The Linux CGroup (full name of the Linux Control Group) is a function of the Linux kernel. It is used to restrict, Control, and separate the resources (such as CPU, memory, disk input and output) of a process Group.

Linux CGroupCgroup lets you allocate resources — such as CPU time, system memory, network bandwidth, or a combination of these resources — to user-defined groups of tasks (processes) running on your system. You can monitor your configured Cgroups, deny Cgroups access to certain resources, and even dynamically configure your Cgroups on a running system.
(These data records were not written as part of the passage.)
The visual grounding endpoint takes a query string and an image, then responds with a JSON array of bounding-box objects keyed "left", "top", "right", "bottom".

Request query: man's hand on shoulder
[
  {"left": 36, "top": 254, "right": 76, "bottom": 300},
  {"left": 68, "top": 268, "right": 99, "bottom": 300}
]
It mainly provides the following functions:

  • Resource limitation: Limits the use of resources, such as memory limitations and file system cache limitations.
  • Control, such as CPU utilization and disk I/O throughput.
  • Accounting: some auditing or statistics, mainly for the purpose of Accounting.
  • Control: Suspends the process and resumes the execution process. Using Cgroups, system administrators have more specific control over the allocation, prioritization, denial, management, and monitoring of system resources. Better allocation of hardware resources by task and user improves overall efficiency.

Cgroups are used for:

  • Resource Limit Cgroups limits the total amount of resources (such as memory, CPU, and disk) that a task can use. For example, if the upper limit of memory used by the application is set, an OOM prompt will be sent once the memory quota is exceeded
  • Priority allocation The number of CPU time slices and disk I/O bandwidth allocated control the task priority
  • Resource Statistics Cgroups can measure system resource usage, such as CPU usage and memory usage. This function is suitable for accounting
  • Task control Cgroups allows you to suspend and restore tasks

conclusion

The essence of a Docker container is a process on the host. Docker implements resource isolation through namespace and resource restriction through cgroups. Namespace technology actually modifies the application process’s “view” of the entire computer. That is, its “view” is limited by the operating system, and it can only “see” the specified content. The amount of resources that the process can use is limited by the Cgroup configuration. These isolated and restricted processes are not much different from other processes.

In addition, namespace and cgroup have done a good job, but they still have a lot of imperfections, such as the inability to do time isolation, such as /proc file system problems, these can be discussed later, but this chapter will not do a detailed introduction.